[E-Lang] E FAQ
Marc Stiegler
marcs@skyhunter.com
Mon, 8 Oct 2001 18:02:40 -0700
At this point, I have to ask the question, for which audience is the FAQ
designed? Is it designed for people with a taste for "academic" answers,
such as Jonathan's which discusses the history of security policy research,
or is it for what I would consider a wider audience more interested in a
sound bite about what the practical day-to-day issue is? I believe that FAQs
are generally intended more for wider audiences interested in sound bites
(with links to serious discussions of course: here in the world of the Web,
the chance to link sound bites to better explanations makes them less
criminal, even legitimate).
I have spent the last year thinking about sound bites about what is so wrong
with Java security that you have to discard it rather than enhancing it.
Here is the best bite I have figured out so far, which is based on Steven's
observation about awkwardness. Here are the 3 points (which makes it still
not quite a sound bite, but pretty close :-):
--by default, Java security comes in 2 flavors: so restricted that you can't
do anything useful (with an applet in a sandbox), and so wide open that it
is just as dangerous for trojans and viruses as anything else (with Java
applications).
--Java has a great many other security settings that are possible...but they
are so difficult to use that in practice no one ever uses them. (Personally,
I have never ever seen anyone use any of the other settings for a real
application, though surely somewhere someone has done so).

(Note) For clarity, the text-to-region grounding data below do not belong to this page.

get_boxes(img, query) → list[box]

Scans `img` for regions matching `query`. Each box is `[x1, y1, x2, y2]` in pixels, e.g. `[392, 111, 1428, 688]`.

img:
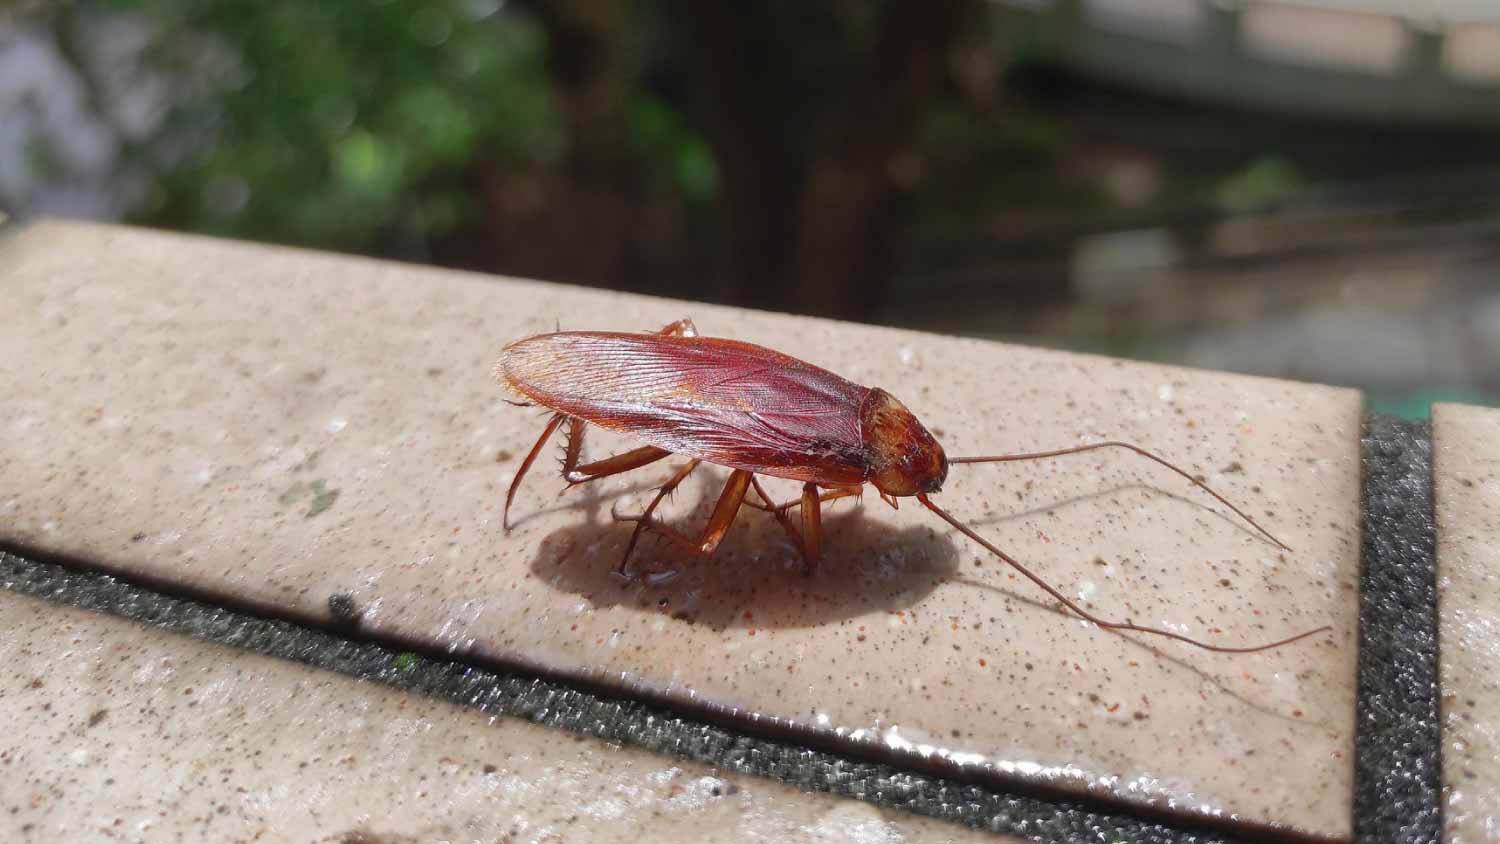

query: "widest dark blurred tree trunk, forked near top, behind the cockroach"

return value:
[674, 0, 980, 318]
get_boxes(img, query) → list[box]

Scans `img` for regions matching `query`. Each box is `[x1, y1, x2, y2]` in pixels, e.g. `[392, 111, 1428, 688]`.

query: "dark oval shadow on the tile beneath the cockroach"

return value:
[531, 472, 960, 630]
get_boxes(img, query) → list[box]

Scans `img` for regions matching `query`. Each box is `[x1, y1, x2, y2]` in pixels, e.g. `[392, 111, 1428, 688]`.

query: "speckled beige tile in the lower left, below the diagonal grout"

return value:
[0, 589, 1014, 844]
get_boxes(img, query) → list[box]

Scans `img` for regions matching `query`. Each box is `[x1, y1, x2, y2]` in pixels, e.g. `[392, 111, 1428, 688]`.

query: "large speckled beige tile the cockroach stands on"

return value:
[0, 223, 1361, 838]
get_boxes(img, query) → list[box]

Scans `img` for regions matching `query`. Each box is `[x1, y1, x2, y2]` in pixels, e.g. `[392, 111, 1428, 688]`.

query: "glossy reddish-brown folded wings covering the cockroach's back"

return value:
[495, 331, 870, 486]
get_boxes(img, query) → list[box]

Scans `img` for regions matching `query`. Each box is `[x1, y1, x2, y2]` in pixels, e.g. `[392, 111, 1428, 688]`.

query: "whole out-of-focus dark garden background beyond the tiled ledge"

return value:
[0, 0, 1500, 412]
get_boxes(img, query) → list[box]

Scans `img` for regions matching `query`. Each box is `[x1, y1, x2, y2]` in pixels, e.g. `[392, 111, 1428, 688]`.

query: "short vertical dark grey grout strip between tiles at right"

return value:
[1355, 417, 1443, 844]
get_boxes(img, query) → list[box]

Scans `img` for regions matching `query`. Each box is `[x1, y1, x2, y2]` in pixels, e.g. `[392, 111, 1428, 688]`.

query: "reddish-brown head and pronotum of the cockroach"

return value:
[860, 387, 948, 496]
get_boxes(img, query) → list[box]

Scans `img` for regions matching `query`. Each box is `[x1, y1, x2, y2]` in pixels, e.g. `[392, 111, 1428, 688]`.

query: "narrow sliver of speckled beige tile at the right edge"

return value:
[1433, 405, 1500, 844]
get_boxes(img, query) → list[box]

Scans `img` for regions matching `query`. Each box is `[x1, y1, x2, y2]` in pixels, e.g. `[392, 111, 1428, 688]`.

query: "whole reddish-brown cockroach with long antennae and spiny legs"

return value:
[495, 319, 1332, 654]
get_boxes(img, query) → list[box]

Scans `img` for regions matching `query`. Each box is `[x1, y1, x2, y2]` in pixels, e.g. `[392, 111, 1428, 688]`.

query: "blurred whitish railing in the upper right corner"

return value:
[995, 0, 1500, 124]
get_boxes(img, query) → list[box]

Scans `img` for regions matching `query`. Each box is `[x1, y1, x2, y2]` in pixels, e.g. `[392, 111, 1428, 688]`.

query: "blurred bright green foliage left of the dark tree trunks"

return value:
[116, 0, 563, 250]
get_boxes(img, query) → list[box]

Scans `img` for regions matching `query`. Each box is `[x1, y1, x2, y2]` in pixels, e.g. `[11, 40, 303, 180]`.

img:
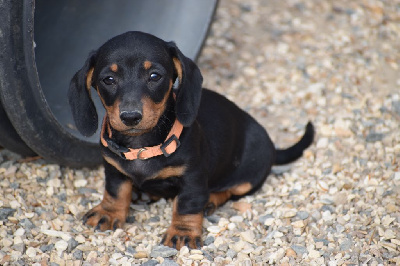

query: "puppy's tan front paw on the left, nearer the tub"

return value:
[82, 204, 127, 231]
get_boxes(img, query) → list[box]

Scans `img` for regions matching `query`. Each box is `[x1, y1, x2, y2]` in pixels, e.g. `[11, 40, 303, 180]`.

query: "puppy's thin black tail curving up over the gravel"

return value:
[275, 122, 315, 165]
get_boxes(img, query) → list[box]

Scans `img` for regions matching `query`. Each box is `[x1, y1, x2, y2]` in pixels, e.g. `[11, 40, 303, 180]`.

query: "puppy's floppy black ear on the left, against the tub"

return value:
[68, 52, 98, 137]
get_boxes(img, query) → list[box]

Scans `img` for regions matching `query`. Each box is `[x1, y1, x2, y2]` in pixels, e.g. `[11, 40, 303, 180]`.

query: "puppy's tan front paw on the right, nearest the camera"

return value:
[161, 226, 203, 250]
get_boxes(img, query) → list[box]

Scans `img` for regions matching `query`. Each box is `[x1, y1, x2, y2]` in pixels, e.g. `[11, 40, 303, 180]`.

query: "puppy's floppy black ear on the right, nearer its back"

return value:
[168, 42, 203, 127]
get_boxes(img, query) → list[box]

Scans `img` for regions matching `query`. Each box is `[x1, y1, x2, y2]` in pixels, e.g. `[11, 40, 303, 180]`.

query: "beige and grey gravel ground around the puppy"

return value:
[0, 0, 400, 265]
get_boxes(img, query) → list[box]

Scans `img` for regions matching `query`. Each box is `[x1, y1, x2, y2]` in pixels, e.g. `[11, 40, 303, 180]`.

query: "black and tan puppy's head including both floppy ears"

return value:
[68, 32, 203, 136]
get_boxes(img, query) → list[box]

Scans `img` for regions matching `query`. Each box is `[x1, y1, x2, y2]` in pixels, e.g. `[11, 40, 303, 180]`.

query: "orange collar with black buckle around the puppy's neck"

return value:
[100, 115, 183, 160]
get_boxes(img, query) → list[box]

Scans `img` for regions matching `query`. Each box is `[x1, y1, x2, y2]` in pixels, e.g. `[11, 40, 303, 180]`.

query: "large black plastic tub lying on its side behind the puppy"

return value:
[0, 0, 217, 167]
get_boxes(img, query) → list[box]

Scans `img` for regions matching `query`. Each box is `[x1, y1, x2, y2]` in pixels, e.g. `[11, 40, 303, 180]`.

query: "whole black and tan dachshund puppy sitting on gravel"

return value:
[68, 32, 314, 249]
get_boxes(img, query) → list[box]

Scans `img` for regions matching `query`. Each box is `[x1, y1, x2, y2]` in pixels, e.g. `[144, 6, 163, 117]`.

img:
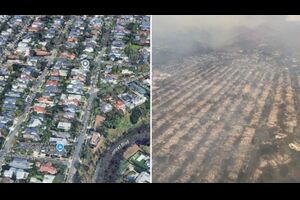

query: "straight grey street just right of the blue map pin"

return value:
[67, 70, 99, 183]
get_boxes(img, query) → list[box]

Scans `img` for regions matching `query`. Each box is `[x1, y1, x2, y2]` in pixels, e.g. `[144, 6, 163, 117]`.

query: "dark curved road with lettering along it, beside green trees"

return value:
[92, 128, 150, 183]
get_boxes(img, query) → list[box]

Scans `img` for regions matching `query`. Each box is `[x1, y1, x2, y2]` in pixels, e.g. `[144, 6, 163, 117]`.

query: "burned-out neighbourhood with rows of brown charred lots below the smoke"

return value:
[152, 49, 300, 182]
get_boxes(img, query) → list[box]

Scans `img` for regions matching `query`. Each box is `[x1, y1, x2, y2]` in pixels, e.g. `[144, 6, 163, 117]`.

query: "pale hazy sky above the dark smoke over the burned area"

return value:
[152, 15, 300, 45]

--Any security system so difficult no one uses it is hardly better than no
security system at all. Indeed, it can be worse, by projecting an image of
security that isn't there.
This overlong sound bite may be taken by JavaSoft as hostile, but it has the
unfortunate characteristic of being true. One cannot describe a flaw in a
system without sounding hostile to the developers and backers of that system
(indeed, in my experience, developers and backers of a system get angry if
your glowing praise is simply less effusive than they require from their
"friends"). Truthfully, when I read the original, it didn't sound all that
hostile to me. I'd recommend removing the remark, "pervasive inattention",
which isn't actually true BTW, and the opening sentence about Sun's claims
which does set them up for a fall, but the rest is just a series of true
statements, some positive, some negative.
--marcs
----- Original Message -----
From: "Jonathan S. Shapiro" <shap@eros-os.org>
To: <e-lang@mail.eros-os.org>; "Steven J. Owens" <puffmail@darksleep.com>
Sent: Monday, October 08, 2001 6:17 PM
Subject: Re: [E-Lang] E FAQ
> I agree in spirit with what Steven Owens has suggested, and his wording is
> certainly less inflammatory than the original.
>
> That said, there is something his proposed replacement gets wrong, and I
> think we should consider how we might correct it. The particular words I
> disagree with are:
>
> > However, java's general security mechanism -
> > the sandbox, the java security manager and security policy - is
> > complicated and awkward to use.
>
> The problem is much worse than a matter of mere awkwardness. The
awkwardness
> is certainly real, and definitely a problem, but this should be a
secondary
> point in the paragraph. An important statement to make is something like
the
> following:
>
>
> Java's general security tools - the sandbox and the Java security
manager -
> are known to have a number of design flaws. Equally important, they are
not
> backed by any rigorous security model that would give us any basis for
> confidence in either their comprehensiveness or their correctness. Even if
> the implementation were completely free of design flaws and bugs, there is
> no reason to believe *in principle* that the Java security model for
> applications works. It has been repeatedly shown in security policy
research
> that security policies are easy to state and security mechanisms easy to
> build, but successfully enforcing the desired policies using the available
> mechanisms is unusual. Designing mechanisms that are flexible, composable,
> and effective is known (both practically and mathematically) to be
> exceptionally difficult. Until the claims made about Java's security
> mechanisms (or indeed, *any* security mechanism in *any* language or
system)
> are substantiated with public, rigorous verifications, these claims should
> be treated as unproven assertions and treated with considerable
skepticism.
>
> There are quite a number of basic security flaws in the Java runtime
library
> that can be fixed only by violating backwards compatibility. There are
also
> flaws in the core object specifications (every object has a mutex). Given
> that these flaws are known, and that fixing them would break most existing
> Java programs and libraries, we are skeptical that the Java environment
will
> ever come to provide meaningful protections between two applications
running
> in the same virtual machine.
>
> That being said, it is important to recognize the importance and value of
> safe languages. Java is in many regards quite a good application language,
> and the ability to run programs in distinct JVMs really does provide a
> degree of isolation that is not readily available in most language runtime
> environments. For many of the important Java target applications the
runtime
> startup overhead of "one program, one JVM" is prohibitive, which may be
why
> this issue has not received much promotion by Javasoft.